Mexico's New Regulatory Envorinment
Beginning in 1997, the Mexican Ministry of finance (SHCP) created reforms to open its access to buy and sell government securities. These reforms included the improving of regulatory bodies within finical systems through the creation of the National Banking and Securities commission (CNBV ), the National Financial Services (CNSF) and the National Savings System for Retirement (Consar), through the umbrella agency, the Federal regulatory Improvement Commission (Cofemer). These regulatory bodies helped to create a solid foundation for Mexico’s internal municipal bond market, which became operational in 2001.
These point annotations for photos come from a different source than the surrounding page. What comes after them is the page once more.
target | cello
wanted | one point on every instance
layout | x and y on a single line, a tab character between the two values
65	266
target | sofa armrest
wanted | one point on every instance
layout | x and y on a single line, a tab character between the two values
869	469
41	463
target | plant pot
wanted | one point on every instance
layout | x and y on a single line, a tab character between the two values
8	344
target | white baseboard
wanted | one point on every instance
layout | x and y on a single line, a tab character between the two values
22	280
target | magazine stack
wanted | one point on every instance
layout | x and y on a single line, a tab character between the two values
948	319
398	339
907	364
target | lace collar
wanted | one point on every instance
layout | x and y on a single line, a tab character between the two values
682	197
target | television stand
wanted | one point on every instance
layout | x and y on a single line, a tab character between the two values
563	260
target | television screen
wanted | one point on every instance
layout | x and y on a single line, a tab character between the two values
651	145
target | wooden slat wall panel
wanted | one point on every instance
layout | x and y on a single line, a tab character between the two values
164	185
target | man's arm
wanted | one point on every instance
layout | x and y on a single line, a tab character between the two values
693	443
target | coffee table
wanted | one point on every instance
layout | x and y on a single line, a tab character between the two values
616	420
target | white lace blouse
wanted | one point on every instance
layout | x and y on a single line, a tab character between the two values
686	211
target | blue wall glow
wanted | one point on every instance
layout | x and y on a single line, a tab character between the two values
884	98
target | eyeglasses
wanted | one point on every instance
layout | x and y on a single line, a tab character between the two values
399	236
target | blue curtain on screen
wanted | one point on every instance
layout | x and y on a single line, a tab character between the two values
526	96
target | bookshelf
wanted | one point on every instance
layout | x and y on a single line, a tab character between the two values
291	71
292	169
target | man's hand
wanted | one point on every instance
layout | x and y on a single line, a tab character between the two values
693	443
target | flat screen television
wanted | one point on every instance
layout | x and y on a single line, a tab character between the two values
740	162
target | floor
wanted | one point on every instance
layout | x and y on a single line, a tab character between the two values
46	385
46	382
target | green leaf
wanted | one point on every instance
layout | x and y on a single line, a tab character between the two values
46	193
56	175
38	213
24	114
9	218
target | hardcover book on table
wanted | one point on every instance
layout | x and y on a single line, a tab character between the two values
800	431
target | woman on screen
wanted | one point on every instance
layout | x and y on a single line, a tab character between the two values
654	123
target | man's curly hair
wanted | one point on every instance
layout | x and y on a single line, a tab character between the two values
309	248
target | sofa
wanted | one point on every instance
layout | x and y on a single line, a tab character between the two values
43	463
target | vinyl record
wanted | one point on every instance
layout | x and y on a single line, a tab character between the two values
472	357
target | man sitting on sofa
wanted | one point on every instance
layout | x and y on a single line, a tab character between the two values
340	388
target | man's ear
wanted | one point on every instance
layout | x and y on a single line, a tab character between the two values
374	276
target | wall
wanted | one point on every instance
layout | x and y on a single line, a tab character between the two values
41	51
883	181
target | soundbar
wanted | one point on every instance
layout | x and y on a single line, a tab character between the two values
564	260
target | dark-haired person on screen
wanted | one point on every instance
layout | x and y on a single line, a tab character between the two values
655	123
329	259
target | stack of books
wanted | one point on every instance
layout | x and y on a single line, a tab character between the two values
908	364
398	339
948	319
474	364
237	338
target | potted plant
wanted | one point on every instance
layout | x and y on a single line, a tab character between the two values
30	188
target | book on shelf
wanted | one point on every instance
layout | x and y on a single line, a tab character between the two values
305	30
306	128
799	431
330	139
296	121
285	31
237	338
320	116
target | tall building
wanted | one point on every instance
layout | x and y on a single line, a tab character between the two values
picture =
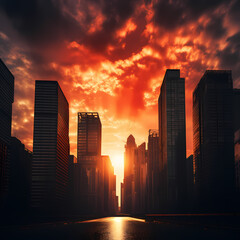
70	193
236	106
172	141
110	197
140	177
213	149
190	183
6	100
90	162
153	172
50	146
89	136
129	173
19	177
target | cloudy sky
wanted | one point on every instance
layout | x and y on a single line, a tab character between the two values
110	56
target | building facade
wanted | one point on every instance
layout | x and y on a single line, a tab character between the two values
213	149
20	167
50	146
153	172
172	141
6	101
129	174
90	163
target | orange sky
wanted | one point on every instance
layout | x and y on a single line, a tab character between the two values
111	56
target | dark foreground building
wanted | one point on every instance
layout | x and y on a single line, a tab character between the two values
213	146
90	164
6	100
153	172
50	147
128	186
19	178
172	141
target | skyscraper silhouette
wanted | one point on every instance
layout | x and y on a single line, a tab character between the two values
50	146
90	162
213	151
153	172
172	139
6	100
129	173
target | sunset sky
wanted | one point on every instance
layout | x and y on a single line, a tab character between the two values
110	56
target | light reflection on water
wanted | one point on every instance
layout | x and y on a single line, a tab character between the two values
116	227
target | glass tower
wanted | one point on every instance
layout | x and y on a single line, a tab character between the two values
50	145
172	140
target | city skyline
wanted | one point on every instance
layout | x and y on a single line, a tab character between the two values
112	61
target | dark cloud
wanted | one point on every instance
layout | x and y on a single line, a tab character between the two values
230	56
40	22
215	28
176	13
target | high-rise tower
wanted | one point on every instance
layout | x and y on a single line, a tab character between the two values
6	100
172	139
213	145
90	173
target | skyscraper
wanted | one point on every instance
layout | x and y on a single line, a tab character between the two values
6	100
90	161
213	149
140	177
129	173
172	140
19	177
153	172
50	146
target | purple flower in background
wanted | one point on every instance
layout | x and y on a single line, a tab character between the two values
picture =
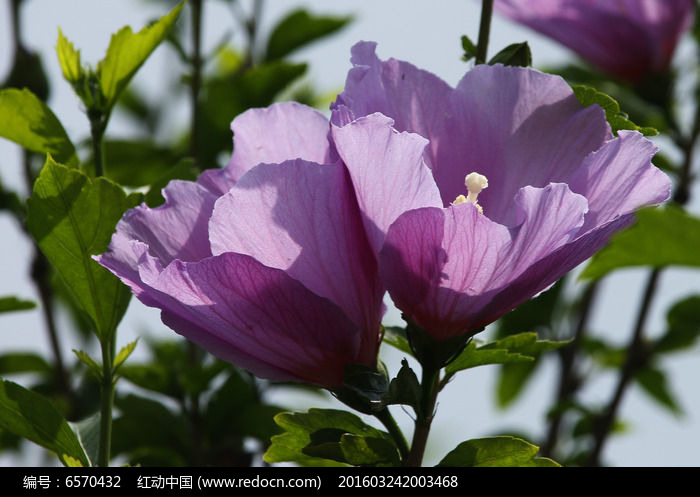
625	38
265	263
556	184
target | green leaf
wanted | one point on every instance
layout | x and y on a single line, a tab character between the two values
30	415
654	383
517	54
185	169
396	337
298	430
469	48
9	304
72	218
128	51
124	354
298	29
523	347
617	119
495	452
22	362
88	433
474	356
69	60
512	380
661	237
28	121
683	326
92	365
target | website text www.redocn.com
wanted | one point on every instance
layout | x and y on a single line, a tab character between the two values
258	482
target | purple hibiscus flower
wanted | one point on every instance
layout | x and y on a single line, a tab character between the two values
478	197
625	38
265	263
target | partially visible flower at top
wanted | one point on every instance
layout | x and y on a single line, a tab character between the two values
265	263
627	39
546	184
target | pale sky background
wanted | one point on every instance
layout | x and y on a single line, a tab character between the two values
426	34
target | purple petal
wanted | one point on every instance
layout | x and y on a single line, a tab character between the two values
303	218
620	178
387	171
417	100
514	125
443	266
277	133
178	229
259	318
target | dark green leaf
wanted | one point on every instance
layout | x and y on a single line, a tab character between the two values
654	383
495	452
661	237
617	119
9	304
683	326
85	358
124	354
396	337
363	387
298	29
27	121
404	389
298	428
88	433
182	170
474	356
31	416
517	54
72	218
18	362
534	315
469	48
128	51
512	379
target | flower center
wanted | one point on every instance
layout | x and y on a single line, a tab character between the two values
474	182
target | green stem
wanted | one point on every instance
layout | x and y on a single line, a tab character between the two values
385	417
484	31
430	387
106	402
98	123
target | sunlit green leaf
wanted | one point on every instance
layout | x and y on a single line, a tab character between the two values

These structural considerations encouraged the use of credit ratings and structured finance in order to leverage retirement accounts (AFORES) to be used as guarantees for financing infrastructure within states and municipalities. The traditional method for issuing government debt was only operational through the auctions that big investors, who only had access. Now retail debt through a system call CETES Direct gives small investors the opportunity to buy government securities without intermediaries.
Bond issuers are generally, the offices that process the bonds for issuing through a process of underwriting. When a bond issue is underwritten, one or more securities firms or banks, forming a syndicate, buy the entire issue of bonds from the issuer and re-sell them to investors. The security firm takes the risk of being unable to sell on the issue to end investors. Issuers help to identify the type of loan a subnational government needs, adjusts their public finances, and helps to find the type of guarantee that will be provided and negotiates with the appropriate banks to syndicate the loan. Therefore ordinary investors can invest in the bond within the Mexican “wall street” as any other type of low risk investment government security investment.